As temperaturas altas e o vento contribuíram para as chamas prenderem em Pedrógão Grande, uma vila portuguesa do distrito de Leiria, na região centro do país. Desde o princípio foi evidente que o sinistro tinha grandes dimensões e ia ser dos mais mortíferos das últimas décadas em Portugal.

 

O sinistro teria começado ao ter sido atingida uma árvore por um raio no quadro duma trovoada seca, isto é, uma trovoada com zero humidade.

 

IncêndioA Polícia Judiciária acha que foram causa naturais e não uma mão criminosa as que originaram o incêndio. "Conseguimos determinar que a origem do incêndio foi provocada por trovoadas secas", disse o director nacional da JP, Almeida Rodrígues.

 

No mínimo por volta de 40 pessoas morreram dentro dos seus carros ou foram atingidas pelas chamas perto das viaturas, na estrada, entre Figueiró dos Vinhos e Castanheira de Pêra.

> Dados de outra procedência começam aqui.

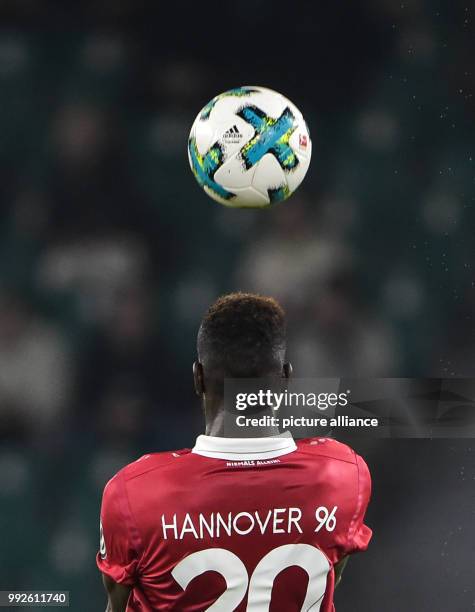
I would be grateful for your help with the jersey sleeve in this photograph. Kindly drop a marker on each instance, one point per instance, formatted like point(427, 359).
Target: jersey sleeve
point(360, 534)
point(118, 555)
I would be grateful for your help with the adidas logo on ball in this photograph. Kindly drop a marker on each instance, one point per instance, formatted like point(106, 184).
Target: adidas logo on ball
point(232, 135)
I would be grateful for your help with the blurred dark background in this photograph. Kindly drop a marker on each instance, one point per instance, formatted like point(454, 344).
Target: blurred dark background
point(110, 253)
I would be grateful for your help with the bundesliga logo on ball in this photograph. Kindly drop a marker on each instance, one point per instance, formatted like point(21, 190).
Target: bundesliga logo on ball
point(249, 148)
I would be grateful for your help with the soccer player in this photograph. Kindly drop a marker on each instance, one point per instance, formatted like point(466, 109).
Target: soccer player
point(257, 523)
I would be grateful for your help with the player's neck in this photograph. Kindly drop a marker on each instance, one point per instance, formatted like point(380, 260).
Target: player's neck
point(223, 425)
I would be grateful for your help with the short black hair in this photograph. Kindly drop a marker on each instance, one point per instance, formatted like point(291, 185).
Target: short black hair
point(242, 335)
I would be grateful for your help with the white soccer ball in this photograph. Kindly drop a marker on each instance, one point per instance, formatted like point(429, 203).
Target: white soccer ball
point(249, 147)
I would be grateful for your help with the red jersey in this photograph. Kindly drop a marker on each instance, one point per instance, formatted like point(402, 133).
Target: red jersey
point(253, 524)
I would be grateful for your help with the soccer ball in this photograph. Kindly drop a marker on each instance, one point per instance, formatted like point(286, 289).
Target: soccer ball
point(249, 147)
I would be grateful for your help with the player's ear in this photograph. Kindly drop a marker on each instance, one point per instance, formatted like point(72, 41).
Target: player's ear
point(198, 379)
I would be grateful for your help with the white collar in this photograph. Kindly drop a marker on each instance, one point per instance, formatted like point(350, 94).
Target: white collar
point(239, 449)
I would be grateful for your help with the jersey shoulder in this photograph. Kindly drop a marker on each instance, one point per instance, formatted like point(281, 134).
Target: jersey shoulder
point(327, 447)
point(150, 462)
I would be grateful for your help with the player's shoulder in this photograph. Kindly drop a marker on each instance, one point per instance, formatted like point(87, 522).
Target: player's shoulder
point(327, 447)
point(148, 463)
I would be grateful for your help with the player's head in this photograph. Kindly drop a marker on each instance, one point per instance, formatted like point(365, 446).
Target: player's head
point(242, 335)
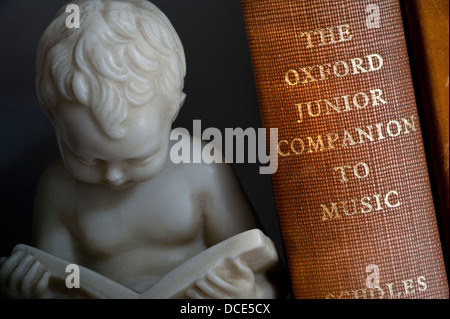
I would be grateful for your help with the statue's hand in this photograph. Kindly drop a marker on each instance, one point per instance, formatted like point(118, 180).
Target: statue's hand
point(22, 276)
point(232, 279)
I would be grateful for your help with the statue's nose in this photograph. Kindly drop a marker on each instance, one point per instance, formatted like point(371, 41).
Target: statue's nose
point(114, 173)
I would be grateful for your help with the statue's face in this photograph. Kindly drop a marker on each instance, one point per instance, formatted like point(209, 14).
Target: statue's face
point(93, 157)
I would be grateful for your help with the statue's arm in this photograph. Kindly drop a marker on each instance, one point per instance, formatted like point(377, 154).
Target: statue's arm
point(227, 212)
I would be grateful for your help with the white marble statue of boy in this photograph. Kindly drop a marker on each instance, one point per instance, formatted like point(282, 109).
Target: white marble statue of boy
point(115, 203)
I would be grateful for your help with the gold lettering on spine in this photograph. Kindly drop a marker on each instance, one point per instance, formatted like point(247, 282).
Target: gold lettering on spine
point(327, 35)
point(353, 67)
point(287, 77)
point(334, 140)
point(329, 214)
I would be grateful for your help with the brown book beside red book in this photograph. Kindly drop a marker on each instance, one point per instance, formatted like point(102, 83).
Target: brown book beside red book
point(428, 21)
point(352, 187)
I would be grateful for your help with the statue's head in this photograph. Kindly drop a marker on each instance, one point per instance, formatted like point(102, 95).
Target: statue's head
point(112, 89)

Analistas não entendem por que as estradas perto do local do incêndio não foram cortadas com maior celeridade.

 

O presidente da República, Marcelo Rebelo de Sousa, deslocou-se o domingo ao local da tragédia e defendeu a atuação dos efectivos da Protecção Civil. Disse ainda que os bombeiros foram "verdadeiros heróis". “Não há nem falta de competência, nem falta de capacidade, nem falta de imediata resposta perante desafios difíceis”, disse.

 

Um pinhal cheio de eucaliptos

 

O lume prendeu numa vasta zona que, embora ser chamada de pinhal, está colonizada por eucaliptos. Um porta-voz da associação ambientalista Quercus, João Branco, disse à agência de notícias Lusa que o incêndio se produziu em grandes manchas de eucaliptal desordenado.

 

"O Governo promete uma reforma florestal [com a proibição de plantar eucaliptos até 2030] e a revogação da chamada lei do eucalipto e continua na mesma, isso é triste", disse Branco.

 

Segundo os dados de Quercus, no pasado inverno as vendas de eucaliptos em Portugal chegaram aos três milhões de exemplares.